Irving is the obvious pick for his 44-point explosion and numerous momentum changing plays. Green seems just as obvious for his 18 points, by far the most he’s scored in six games in January. While the scoring was certainly useful, Green’s biggest impact in the win came on the other side of the floor. Specifically, hounding Knicks likely-to-be All-Star Jalen Brunson.
Brunson returned to Dallas for the first time since joining the New York Knicks in 2022, and on the surface, his production looked great — 30 points and eight assists. However he started slow, like the rest of his teammates did. Brunson only made one of his first seven shots in the game, as the Mavericks pushed the gas and raced out to a remarkable 44-26 first quarter lead. While Dallas did cough up almost all of that lead in the fourth quarter, building that lead in the first place is the main reason the Mavericks were able to survive a game without three starters in Luka Doncic, Dereck Lively, and Dante Exum.
Green was the main catalyst for the defensive effort early and forcing Brunson and the Knicks into a slow start. He did this by picking up Brunson full-court from opening tip, not allowing Brunson or the Knicks to get comfortable with their offensive sets.
For the first three Knicks possessions, Brunson brought the ball up the court each time, and each time Green was there to meet him as soon as Brunson touched the ball. That led to the first pass from Brunson in each of these Knicks possessions not occurring till around 16 or 15 seconds were left on the shot clock.
This left the Knicks starting the sets fairly late and if the first option wasn’t available, the possession was basically blown up and a forced shot was needed.
Brunson started 1-of-7 and only finished the first half with 4-of-12 shooting. It was clear the Knicks felt like they could sleep walk through the early portion of the game and try to control the tempo like they know how, knowing they couldn’t compete with Dallas in a track meet. Brunson’s entire game is revolved around slowly grinding teams down with his methodical half court game, squirming around pick and rolls and dicing teams apart with his midrange scoring (sound familiar?)
The Knicks entered Thursday’s game 26th in pace. The Mavericks entered eighth. New York tried to impose its will early and kudos to the Mavericks for not playing on their heels and forcing the issue. So much about the Mavericks increased tempo and pace is attributed to Doncic and Irving juicing up the fast break, and while that’s certainly a large contributor, don’t overlook some defensive changes as well. Last season the Mavericks were anemic in defensive “splash” plays and forcing turnovers, only 22nd in opponent turnover rate at 13.3 percent according to Cleaning the Glass. This season? The Mavericks are now seventh at 14.7 percent, with more steals and blocks thanks to a younger, more athletic roster including new additions Dereck Lively, Dante Exum, Dereck Jones Jr., and yes, even Grant Williams. You can’t run unless you get stops — the Mavericks are started the season in the low 20s in defensive rating, but currently sit 17th for the season and that number is actually seventh in the last two weeks. Yes, you read that right: for the last two weeks the Mavericks have had the seventh best defense in the league.
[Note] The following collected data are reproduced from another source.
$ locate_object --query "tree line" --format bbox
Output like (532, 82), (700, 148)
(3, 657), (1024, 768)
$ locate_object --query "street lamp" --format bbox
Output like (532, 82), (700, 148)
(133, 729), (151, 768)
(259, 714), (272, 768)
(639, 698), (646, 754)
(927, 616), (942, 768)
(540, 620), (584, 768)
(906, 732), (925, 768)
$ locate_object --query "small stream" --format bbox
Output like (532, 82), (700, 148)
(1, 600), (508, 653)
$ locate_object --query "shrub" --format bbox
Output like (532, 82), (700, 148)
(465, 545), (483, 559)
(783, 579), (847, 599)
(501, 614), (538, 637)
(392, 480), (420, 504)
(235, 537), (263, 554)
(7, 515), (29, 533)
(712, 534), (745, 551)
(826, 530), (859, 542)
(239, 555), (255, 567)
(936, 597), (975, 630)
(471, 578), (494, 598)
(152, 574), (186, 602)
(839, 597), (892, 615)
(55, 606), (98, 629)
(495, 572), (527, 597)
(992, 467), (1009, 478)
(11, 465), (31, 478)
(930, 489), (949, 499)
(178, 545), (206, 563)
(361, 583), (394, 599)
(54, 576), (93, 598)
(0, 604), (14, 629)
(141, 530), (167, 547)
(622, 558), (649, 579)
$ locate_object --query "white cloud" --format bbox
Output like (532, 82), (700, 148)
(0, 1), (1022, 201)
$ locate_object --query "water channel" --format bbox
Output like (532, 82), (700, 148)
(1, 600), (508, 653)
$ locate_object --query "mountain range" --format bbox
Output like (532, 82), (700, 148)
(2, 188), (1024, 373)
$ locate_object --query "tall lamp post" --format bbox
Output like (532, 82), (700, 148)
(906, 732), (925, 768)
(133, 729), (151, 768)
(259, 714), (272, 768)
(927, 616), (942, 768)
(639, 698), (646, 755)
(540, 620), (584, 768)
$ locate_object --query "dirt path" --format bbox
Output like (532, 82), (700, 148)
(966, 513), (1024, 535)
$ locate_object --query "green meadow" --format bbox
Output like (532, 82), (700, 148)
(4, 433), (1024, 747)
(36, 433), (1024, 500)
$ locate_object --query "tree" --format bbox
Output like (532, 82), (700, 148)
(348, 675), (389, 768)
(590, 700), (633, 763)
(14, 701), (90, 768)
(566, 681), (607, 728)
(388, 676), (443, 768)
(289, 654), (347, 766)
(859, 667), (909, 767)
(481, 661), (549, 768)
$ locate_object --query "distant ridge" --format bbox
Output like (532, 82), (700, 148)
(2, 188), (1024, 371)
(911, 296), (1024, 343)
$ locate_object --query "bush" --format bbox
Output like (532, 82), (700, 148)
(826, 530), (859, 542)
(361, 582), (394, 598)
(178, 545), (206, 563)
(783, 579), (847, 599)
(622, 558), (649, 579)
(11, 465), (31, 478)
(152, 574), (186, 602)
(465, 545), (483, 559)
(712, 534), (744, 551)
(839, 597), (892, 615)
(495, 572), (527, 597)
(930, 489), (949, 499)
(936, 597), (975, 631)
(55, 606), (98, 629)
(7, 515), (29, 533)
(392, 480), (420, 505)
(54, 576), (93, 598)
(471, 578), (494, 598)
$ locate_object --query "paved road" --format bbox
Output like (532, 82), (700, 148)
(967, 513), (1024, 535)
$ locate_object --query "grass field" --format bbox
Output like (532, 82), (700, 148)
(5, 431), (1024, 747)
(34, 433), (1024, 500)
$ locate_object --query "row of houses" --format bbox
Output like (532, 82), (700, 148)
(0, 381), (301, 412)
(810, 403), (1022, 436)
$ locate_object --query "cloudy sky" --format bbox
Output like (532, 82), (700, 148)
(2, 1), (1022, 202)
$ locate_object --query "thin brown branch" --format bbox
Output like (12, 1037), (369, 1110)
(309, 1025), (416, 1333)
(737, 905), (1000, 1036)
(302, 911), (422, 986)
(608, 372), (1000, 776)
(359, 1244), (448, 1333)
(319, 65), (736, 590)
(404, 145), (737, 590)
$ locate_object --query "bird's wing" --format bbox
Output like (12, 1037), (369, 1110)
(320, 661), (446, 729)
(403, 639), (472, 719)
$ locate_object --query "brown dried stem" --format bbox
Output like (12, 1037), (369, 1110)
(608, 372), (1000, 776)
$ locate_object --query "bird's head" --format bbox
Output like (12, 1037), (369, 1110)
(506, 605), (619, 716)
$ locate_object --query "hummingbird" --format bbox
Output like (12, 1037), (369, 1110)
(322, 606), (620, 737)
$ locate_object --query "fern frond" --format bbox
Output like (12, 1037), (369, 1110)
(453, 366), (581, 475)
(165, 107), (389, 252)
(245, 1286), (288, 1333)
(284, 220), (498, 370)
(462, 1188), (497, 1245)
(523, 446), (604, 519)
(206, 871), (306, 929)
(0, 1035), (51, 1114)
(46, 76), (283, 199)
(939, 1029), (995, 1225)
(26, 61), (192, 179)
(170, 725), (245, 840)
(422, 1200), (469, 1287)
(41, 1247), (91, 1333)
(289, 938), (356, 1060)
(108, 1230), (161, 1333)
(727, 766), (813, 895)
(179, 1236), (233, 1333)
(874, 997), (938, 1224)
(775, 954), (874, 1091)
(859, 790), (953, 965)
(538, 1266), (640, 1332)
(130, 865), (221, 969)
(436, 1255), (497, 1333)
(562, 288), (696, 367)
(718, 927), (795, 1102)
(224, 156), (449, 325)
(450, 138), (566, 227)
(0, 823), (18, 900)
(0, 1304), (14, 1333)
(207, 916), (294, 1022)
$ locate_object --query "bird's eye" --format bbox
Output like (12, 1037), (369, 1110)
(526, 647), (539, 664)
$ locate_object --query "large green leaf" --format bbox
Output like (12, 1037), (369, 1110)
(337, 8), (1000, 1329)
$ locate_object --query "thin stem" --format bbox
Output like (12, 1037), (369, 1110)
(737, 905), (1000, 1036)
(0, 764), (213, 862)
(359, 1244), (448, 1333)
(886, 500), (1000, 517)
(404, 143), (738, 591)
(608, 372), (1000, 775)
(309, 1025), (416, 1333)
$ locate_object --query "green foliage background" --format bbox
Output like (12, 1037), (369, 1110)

The Knicks as a team only posted a 110 offensive rating in the first half, well-below their 119.7 season-long mark according to Cleaning the Glass, which is ninth-best in the league. New York shot poorly from three in the first half, which can partly be attributed to variance, but also because Green’s early pressure didn’t allow Brunson to get clean drive-and-kick opportunities. The Knicks got loose in the second half and the Mavericks defensive pressure was hard to maintain for a full game without Exum and Lively, but the lead built in the first half was big enough to survive the second half storm from New York. Credit Green, coach Jason Kidd, and his coaching staff’s aggressive gameplan for that.